Veröffentlicht: 17.08.2018
Der Morgen in „Bay View“ begann mit einer heißen Dusche - wer weiß, wann wir das nächste Mal die Chance dazu haben werden? ;) Zum Frühstück gesellte sich eine deutsche Backpackerin mit in die Küche. In zwei Wochen geht es für sie zurück nach Deutschland. Für uns (noch) unvorstellbar so kurz vor dem Abflug zu stehen. Es liegen noch so viele Regionen vor uns, die wir erkunden möchten - wir haben noch lange nicht genug von Neuseeland. Sie hingegen hatte mehr oder weniger mit ihrem Auslandsjahr abgeschlossen und freute sich auf Zuhause. Nach dem Abwasch verabschiedeten wir uns von ihr und setzten uns in Bewegung. Besonders weit fuhren wir zu Beginn nicht. Wir suchten einen nahgelegenen Aussichtspunkt auf, der vor 100 Jahren so noch gar nicht zugänglich gewesen wäre. Erst im Jahr 1931, beim heftigen „Hawke's Bay Erdbeben“, hob sich die Erde an dieser Stelle an. Wo früher eine große Lagune vorzufinden war, ist heute eine weitläufige Grünfläche zu sehen, die für Landwirtschaft und Viehzucht genutzt wird.

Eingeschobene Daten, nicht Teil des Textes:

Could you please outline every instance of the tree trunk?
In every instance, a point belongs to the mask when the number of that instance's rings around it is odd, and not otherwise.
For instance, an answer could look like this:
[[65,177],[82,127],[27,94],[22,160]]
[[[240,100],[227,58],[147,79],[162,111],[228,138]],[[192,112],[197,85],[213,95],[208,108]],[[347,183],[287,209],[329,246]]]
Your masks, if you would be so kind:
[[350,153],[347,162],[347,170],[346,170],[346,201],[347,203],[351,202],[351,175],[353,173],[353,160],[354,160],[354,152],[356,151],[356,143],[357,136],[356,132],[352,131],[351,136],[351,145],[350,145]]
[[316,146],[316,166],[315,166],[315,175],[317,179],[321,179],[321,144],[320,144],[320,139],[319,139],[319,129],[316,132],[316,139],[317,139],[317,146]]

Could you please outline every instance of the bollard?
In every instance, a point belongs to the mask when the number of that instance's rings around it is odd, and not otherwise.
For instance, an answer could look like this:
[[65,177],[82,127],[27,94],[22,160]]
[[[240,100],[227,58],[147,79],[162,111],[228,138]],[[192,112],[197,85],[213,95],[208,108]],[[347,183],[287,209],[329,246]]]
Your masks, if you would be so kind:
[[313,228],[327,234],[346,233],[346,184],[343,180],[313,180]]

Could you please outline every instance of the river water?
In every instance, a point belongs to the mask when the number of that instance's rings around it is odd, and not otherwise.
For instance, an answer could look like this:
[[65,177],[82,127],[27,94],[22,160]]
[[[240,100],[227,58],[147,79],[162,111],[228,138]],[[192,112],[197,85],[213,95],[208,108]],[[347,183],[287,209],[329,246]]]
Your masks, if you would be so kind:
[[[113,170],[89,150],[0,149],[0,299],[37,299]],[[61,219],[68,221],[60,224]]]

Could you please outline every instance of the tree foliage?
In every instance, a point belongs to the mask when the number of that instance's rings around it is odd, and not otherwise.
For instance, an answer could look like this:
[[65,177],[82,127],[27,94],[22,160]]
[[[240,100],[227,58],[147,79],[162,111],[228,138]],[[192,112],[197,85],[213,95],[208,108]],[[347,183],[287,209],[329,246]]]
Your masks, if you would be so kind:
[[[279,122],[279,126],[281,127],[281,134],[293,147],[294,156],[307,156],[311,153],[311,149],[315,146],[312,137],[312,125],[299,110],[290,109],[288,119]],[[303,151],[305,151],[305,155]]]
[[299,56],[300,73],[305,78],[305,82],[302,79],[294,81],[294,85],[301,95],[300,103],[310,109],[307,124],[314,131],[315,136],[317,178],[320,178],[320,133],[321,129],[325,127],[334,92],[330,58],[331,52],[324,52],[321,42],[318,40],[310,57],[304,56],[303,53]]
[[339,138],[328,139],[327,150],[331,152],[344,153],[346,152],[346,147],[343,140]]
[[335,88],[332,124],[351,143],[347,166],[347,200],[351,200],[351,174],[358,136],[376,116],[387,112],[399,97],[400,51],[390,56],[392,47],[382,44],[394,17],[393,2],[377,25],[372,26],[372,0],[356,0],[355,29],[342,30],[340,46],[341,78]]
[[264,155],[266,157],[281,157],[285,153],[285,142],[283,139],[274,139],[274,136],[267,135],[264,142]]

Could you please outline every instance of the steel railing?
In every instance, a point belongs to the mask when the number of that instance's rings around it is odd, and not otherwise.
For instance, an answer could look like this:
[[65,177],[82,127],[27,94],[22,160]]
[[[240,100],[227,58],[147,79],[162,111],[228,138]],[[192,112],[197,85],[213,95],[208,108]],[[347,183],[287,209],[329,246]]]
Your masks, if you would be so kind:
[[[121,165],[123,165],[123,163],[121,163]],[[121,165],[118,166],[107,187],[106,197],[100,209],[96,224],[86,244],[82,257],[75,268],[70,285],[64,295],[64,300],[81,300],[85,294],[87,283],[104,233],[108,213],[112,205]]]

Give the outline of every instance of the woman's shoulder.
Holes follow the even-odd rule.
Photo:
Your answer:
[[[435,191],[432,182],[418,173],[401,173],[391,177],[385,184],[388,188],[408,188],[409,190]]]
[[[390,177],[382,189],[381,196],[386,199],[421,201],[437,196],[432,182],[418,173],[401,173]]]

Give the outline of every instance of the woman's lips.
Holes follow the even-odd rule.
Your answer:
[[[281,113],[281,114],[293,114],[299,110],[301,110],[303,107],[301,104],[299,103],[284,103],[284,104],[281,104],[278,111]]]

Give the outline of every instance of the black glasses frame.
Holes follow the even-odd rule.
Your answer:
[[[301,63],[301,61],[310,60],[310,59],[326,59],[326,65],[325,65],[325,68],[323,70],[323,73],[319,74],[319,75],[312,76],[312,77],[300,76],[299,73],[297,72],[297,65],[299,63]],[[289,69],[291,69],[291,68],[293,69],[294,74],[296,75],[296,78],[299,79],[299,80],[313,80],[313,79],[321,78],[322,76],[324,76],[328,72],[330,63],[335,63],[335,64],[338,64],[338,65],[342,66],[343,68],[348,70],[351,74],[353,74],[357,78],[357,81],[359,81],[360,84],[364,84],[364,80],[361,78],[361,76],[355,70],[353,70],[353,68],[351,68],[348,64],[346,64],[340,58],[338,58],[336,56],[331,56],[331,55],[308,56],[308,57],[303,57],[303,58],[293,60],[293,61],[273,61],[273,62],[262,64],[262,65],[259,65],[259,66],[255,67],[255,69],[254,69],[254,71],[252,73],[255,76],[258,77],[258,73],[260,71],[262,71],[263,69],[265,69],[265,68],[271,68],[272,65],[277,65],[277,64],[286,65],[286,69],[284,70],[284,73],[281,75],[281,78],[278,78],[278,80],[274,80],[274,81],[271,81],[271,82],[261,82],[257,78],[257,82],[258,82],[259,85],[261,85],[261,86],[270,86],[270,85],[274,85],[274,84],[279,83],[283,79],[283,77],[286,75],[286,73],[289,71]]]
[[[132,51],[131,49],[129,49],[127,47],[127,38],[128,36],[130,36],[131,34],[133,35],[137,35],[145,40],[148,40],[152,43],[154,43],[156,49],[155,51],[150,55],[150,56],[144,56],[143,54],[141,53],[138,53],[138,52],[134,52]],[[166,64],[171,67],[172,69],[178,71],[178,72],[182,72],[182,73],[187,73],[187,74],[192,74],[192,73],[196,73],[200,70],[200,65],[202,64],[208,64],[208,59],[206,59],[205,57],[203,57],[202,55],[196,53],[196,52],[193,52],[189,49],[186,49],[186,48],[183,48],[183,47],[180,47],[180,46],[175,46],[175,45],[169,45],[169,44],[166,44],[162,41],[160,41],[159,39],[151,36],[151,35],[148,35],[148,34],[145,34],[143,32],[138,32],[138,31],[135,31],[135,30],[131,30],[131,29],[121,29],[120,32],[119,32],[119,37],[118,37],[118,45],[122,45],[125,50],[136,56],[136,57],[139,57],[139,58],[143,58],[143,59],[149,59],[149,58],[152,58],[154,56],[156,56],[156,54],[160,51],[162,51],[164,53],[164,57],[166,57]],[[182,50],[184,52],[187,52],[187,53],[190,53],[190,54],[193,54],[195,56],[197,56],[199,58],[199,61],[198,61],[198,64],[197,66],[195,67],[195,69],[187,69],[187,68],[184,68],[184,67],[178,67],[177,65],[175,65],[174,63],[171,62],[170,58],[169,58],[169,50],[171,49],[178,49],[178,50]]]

Jetzt hielt uns nichts mehr auf. Es sollte mal wieder in eine etwas abgelegenere Region gehen. Das Auto war vollgetankt, die Lebensmittelvorräte bis unter das Dach gestapelt und die Best-of ABBA CD angeschmissen. ;) Unser Tagesziel war der 160km entfernte „Lake Waikaremoana“ im „Te Urewera Nationalpark“.
Das Naturschutzgebiet hat eine bewegte Geschichte. Während sich viele Maoristämme im Jahr 1840 der englischen Krone unterwarfen und den „Treaty of Waitangi“ unterzeichneten, blieb ein Stamm stur! Noch heute lebt er in dem ungezähmten Waldgebiet - der Nationalpark wirkt unkontrolliert. Doch wer das ursprüngliche Neuseeland kennenlernen möchte - tiefe Wälder, dichtbewachsenen Busch und seine unglaubliche Vogelvielfalt - ist hier richtig. Es ist der größte Nationalpark der Nordinsel und bedeutet übersetzt „der verbrannte Penis“.
Bis wir allerdings die Ufer des großen Sees im Herzen des Nationalparks erreichten, dauerte es. Denn der Straßenbelag wechselte von Asphalt auf Schotter. Dazu kamen die vielen, engen Kurven, die einen geduldigen Fahrer bedurften. Mit dem Höhepunkt der kräftigen Regenschauer entdeckten wir Lake Waikaremoana zwischen den Nebelschwaden. Zuerst suchten wir einen Uferbereich auf, wo kostenloses Übernachten gestattet ist. Nachdem wir die enge Einfahrt zunächst verpassten, drehten wir auf der schmalen Straße um und fanden die Zufahrt. Vor Ort war die Ernüchterung groß. Der Platz stand aufgrund der starken Regenfälle unter Wasser. Das Risiko auf der Wiese steckenzubleiben war zu groß und der anhaltende Regen schien nie wieder enden zu wollen. Daher ging es zurück auf die Gravel Road und weiter nordwärts. Den nächsten Halt legten wir an einem kleinen Generalstore ein, der gleichzeitig die Rezeption vom einzigen Campingplatz weit und breit war. Aufgrund der schlechten Wettervorhersage für die kommende Nacht ließen wir unsere Vernunft walten und fanden hier Unterschlupf. Immerhin konnten wir uns so vor dem Regen flüchten und entspannt in der Gemeinschaftsküche unser Abendessen kochen. Dabei stieß eine weitere Camperin dazu. Und wie sollte es anders sein, wenn man sich irgendwo im Nirgendwo befindet, keinen Empfang oder Internet zur Verfügung hat? Man kommt ins Gespräch. Stefanie kam ebenfalls aus Deutschland. Wir unterhielten uns eine gefühlte Ewigkeit über die persönlichen Highlights, die Schwierigkeiten einer langen Reise und was uns an Deutschland missfällt.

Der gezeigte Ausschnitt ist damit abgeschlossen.